On December 9, 2024, I wrote about Meta’s new terms of service, effective January 1, 2025. This month, I’m even more disgusted by what I learned. An email from one of my publishers told me Meta stole 7.5 million books and 81 million research papers to train their new AI model, Llama 3.
For those who haven’t heard the news yet, Alex Reisner first broke the story in The Atlantic…
“When employees at Meta started developing their flagship AI model, Llama 3, they faced a simple ethical question. The program would need to be trained on a huge amount of high-quality writing to be competitive with products such as ChatGPT, and acquiring all of that text legally could take time. Should they just pirate it instead?”
Meta employees spoke with multiple companies about licensing books and research papers, but they nixed that idea, stating, “[This] seems unreasonably expensive.” A Llama-team senior manager also said it’d be an “incredibly slow” process. “They take like 4+ weeks to deliver data.”

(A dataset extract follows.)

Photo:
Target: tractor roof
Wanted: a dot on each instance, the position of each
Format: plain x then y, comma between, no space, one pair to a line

Offended yet? Not only has Meta and others stolen copyrighted work but they’ve reduced authors’ blood, sweat, and tears to nothing more than “data.”
“The problem is that people don’t realize that if we license one book, we won’t be able to lean into fair use strategy,” said the director of engineering at Meta in an internal memo.

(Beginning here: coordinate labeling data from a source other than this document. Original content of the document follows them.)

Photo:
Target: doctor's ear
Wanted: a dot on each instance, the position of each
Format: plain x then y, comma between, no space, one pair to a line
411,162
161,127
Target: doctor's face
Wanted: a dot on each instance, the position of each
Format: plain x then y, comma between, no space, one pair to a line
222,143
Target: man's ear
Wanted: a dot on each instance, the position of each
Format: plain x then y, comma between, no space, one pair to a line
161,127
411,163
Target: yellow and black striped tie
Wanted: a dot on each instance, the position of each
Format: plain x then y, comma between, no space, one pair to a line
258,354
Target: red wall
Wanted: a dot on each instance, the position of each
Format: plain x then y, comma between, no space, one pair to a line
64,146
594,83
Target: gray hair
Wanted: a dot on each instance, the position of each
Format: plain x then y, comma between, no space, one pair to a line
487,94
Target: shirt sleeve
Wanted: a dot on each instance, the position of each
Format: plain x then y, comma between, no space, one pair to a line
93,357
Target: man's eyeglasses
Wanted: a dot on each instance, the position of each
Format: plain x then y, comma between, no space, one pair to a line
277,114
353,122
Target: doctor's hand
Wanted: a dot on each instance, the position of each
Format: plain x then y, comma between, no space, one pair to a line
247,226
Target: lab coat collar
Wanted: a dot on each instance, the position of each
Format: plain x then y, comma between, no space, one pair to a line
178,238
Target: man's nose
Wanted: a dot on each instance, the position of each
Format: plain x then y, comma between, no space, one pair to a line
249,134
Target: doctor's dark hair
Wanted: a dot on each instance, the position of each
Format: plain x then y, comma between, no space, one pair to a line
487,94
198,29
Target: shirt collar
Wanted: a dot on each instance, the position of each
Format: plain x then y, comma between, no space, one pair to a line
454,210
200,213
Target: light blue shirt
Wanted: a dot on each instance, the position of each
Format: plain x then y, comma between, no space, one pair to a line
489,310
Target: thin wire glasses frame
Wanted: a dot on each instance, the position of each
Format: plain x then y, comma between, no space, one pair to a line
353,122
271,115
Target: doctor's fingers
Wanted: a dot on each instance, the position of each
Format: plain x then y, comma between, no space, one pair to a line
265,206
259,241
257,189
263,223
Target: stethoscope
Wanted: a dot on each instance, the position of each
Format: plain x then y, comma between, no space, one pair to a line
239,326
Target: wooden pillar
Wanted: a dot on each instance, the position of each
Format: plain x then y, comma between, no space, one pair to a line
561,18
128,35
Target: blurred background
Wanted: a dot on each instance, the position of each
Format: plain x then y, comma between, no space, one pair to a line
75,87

If caught, the senior manager claimed the legal defense of “fair use” might work for using pirated books and research papers to train AI…

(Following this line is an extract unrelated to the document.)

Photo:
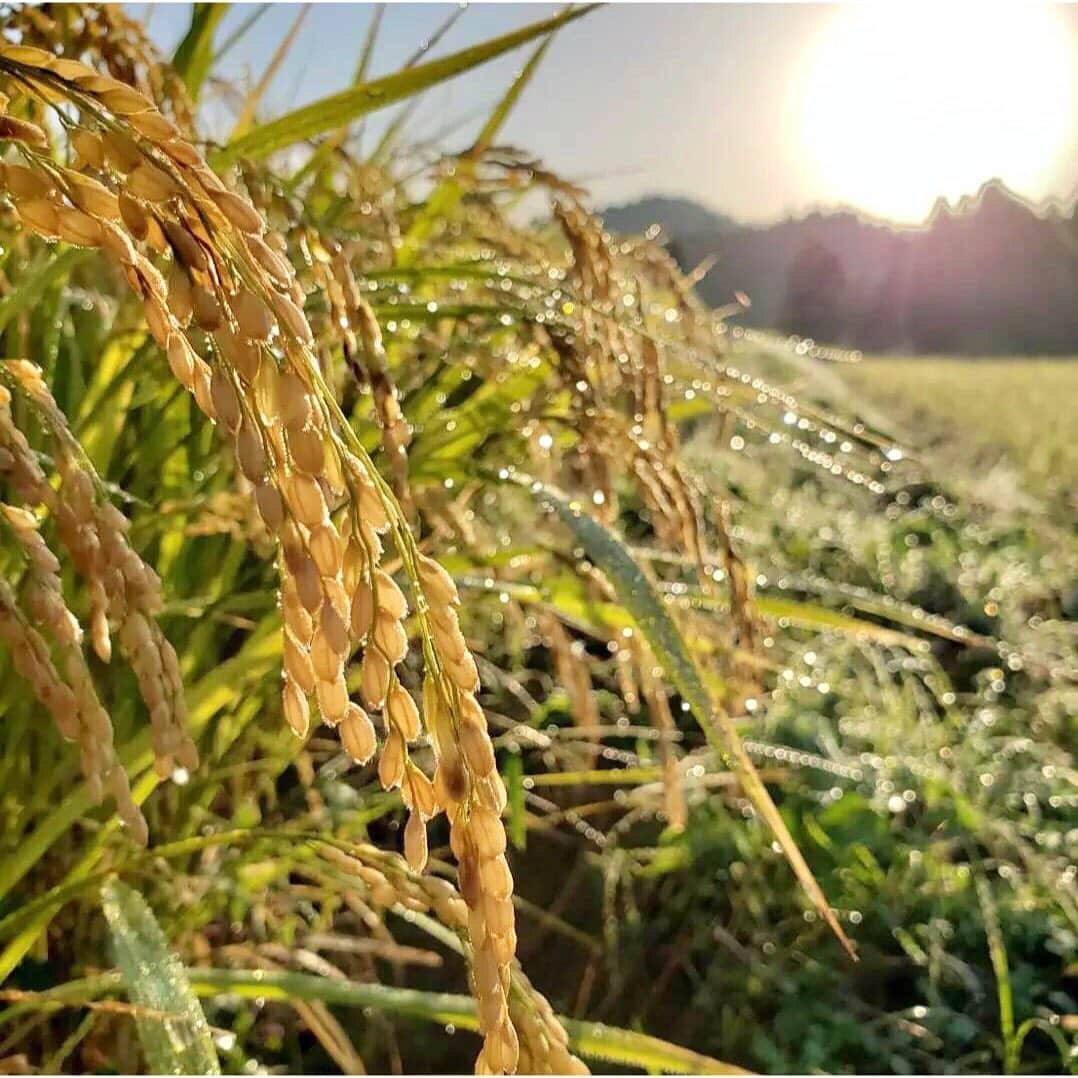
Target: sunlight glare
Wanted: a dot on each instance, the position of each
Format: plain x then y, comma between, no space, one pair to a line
899,105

“[It is] really important for [Meta] to get books ASAP. Books are actually more important than web data.”
How did they solve this problem? Meta employees turned to LibGen (Library Genesis), a digital warehouse of stolen intellectual property, neatly stacked with pirated books, academic papers, and various works authors and publishers never approved.
As of March 2025, the LibGen library contained more than 7.5 million books and 81 research papers. And Meta stole it all, with permission from “MZ”—a reference to CEO Mark Zuckerberg—to download and use the data set.
Internal correspondence were made public this month as part of a copyright-infringement lawsuit brought by Sarah Silverman and other celebs whose books LibGen pirated. If that’s not bad enough, the public also discovered OpenAI used LibGen for similar purposes. Microsoft owns a 49% equity stake in the for-profit subsidiary OpenAI LP. It is not yet known whose idea it was to download the LibGen library to train its AI model.
Does it matter? They still used copyrighted material without obtaining licensing fees or giving authors the option to opt-out.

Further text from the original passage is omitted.